Sitting in the UC at ORD waiting for my flight to HKG/SIN after a harrowing Sunday getting an alternate flight to ORD from YYZ after UA cancelled my original Monday routing via EWR due to weather (understandable, very good 1K phone agent fixed me up). Will be flying a UA 777 and crew to HKG and a CO 777 and crew back (to EWR). Last time I did this, there was a definite difference, not only because the CO planes have a superior biz seat, but the crew was just so positive and keen while the UA crew was rather perfunctory in their attitude. Nothing bad just didn’t come off the same as the CO crew. Yes, I do find it odd that many (CO) gate agents are still referring to Presidents Club elite status tiers when listing who can board in which group, but at the same time it says to me that the good stuff of CO is still there and those employees are proud of the product they’re giving us. Over on the other side (and it is still a distinct split) the UA staff — while many are very good and customer friendly — tend to go through their day and work as if they’re the defeated, occupied power, just getting it done and trying not to assimilate into the “conqueror’s” culture.

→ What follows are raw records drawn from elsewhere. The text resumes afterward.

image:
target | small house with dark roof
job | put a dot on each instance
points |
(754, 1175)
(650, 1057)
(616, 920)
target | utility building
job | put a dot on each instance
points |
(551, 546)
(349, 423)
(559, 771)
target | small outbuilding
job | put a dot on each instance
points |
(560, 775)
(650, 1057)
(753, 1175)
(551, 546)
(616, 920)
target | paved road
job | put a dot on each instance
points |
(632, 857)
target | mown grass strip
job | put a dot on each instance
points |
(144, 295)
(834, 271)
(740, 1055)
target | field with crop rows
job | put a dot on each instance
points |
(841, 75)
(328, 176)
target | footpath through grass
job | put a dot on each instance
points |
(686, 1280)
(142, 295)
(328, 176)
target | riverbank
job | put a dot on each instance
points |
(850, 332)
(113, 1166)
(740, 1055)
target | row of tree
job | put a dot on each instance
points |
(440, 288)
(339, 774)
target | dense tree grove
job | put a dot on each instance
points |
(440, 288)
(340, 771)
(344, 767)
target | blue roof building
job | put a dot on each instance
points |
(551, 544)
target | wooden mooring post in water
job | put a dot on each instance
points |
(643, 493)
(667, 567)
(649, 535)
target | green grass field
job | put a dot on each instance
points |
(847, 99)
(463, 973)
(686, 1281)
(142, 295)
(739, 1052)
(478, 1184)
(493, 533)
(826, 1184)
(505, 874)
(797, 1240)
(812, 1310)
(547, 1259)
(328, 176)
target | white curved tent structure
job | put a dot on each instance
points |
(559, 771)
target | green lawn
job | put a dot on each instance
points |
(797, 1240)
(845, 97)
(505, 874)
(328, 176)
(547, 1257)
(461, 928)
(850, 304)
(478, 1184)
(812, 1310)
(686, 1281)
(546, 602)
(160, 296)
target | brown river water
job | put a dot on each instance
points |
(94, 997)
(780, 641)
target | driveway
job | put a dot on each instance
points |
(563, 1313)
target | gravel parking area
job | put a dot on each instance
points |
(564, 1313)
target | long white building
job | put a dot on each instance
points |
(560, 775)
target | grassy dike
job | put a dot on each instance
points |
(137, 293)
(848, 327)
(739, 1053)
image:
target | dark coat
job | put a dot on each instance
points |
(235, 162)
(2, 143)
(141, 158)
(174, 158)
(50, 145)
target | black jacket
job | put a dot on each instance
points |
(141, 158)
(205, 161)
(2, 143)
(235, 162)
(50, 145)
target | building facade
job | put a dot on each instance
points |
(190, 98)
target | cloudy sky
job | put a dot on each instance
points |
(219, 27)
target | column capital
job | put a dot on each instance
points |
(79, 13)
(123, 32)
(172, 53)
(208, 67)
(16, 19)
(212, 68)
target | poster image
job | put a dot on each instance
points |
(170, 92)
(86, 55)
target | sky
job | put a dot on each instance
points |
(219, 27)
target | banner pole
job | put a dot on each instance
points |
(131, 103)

Now this is not to say the CO management that took over at UA are the same as their front line staff. I still have doubts about many of the decisions made recently, particularly decimating MileagePlus with several bad moves (which might have appeared smart since DL did them first!). Not sure there is a solution for UA’s problems. While I still fly enough to make 1K, I fly enough to also earn ExecPlat over at AA and that is becoming my preferred carrier…but this year my UA/STAR flying will be halved (I’ll settle for Gold, possibly Platinum) and I’ll give AS some of my western US business. Change is difficult for an older work force, and I sense this is at the root of the problem with UA where it is the UA staff that is a generation or two older than what I see on the CO side. Perhaps in 10-years with retirements and refreshment of staff, the integration will finally work as a single corporate culture.